Is the feedback they offer always right?  Yes.  It is.  I’m not, however, saying this from a point of arrogance.  In fact, I’m sure a certain percentage of the advice I’ve dispensed to people over the years has been downright god-awful.  But if we limit the discussion to the type of feedback relating to a person’s perceptions of you and how you come across, then guess what?  I’m going to win on a technicality — since when you think about it, such perceptual observations are ALWAYS 100% correct, by definition.  They’re beyond dispute.  All that matters is how your actions were interpreted by the other individual — not what your intentions were, how you thought you came across, or how you like to think you present yourself, in general.  It’s just like when a job candidate walks out of an interview, thinking they aced it, and then is called back the next day to be told they didn’t make the cut.  One doesn’t have to be a genius to realize that in such cases, your perceptions and the employer’s perceptions about your performance probably turned out to be slightly different…
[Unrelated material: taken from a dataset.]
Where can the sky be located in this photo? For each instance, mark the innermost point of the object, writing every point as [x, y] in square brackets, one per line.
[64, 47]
Here a few cases in point, pulled right from the coming and goings of Career Horizons.  For starters, I meet quite a few people who choose (and yes, it’s a choice) to talk about their career situations from an angry, fearful, or highly negative perspective.  They lament about how their last company “screwed” them or how unfair it is that they haven’t been able to find a job yet.  And yet, when I point out that this toxic attitude could easily be the very thing that is pushing people away and costing them valuable networking leads and opportunities, they typically say something like “Don’t worry, I hide it well.”  Well, I’m sorry to tell you this, my friends, but you obviously don’t, or I wouldn’t be sitting here pointing it out to you!
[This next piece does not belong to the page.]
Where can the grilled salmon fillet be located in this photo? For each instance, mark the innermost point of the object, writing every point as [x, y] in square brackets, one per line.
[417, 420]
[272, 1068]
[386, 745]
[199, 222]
Another example?  I had a frustrated job seeker come in last week who was exceedingly gruff, stormed into the office, and seemed bothered by the fact that I attempted to start the meeting off with a moment or two of small talk.  She wanted to get right down to business.  No chit-chat, no pleasantries, and no sharing of what we each had planned for the holidays.  After a few minutes of watching this “I’m in charge — dance for me” pattern continue, I asked whether she’d be open to some candid feedback.  She said yes, so I sucked up my courage (this stuff isn’t easy!) and told her that based on the brief interaction I’d had with her so far, I’d be absolutely unwilling to refer her along to any useful contacts or decision-makers I might happen to know in her field — and that I strongly suspected the other people she’d been encountering were withholding their best contacts from her, as well.  She was stunned by this.  It hit her completely out of left field.  And when she asked for an explanation, I pointed out the simple reality that when you don’t treat somebody with common courtesy, and respect, it’s a safe bet they’re not going to fall all over themselves to make introductions for you.  To her credit, she took the feedback in stride, and actually turned out (like in so many cases) to be a very nice person at heart who just didn’t realize how she was coming across — or that there were consequences to ignoring the impressions she was making on those around her.  Like many people these days, for obvious and unfortunate reasons, she was just totally absorbed in her own little “I desperately need to get a job” world — and as somebody she’d entrusted as her coach, I felt compelled to point out that this attitude was probably costing her dearly on the networking circuit.

I could share numerous other examples, of course, but I’m sure you all more or less “got the idea” nine column inches ago.  At the end of the day, we’re ALL stumbling around in the dark, interpersonally-speaking, having to overcome the challenge of having near-zero perspective on how we’re truly perceived by those around us.  So when somebody musters up the courage to give you some feedback, I’ve got three words of advice: listen to it.  It’s a special gift.  And if it helps, keep in mind the point I made above, which is that any feedback somebody gives you about how you come across is always indisputably true, as long as they’re speaking about their own perceptions!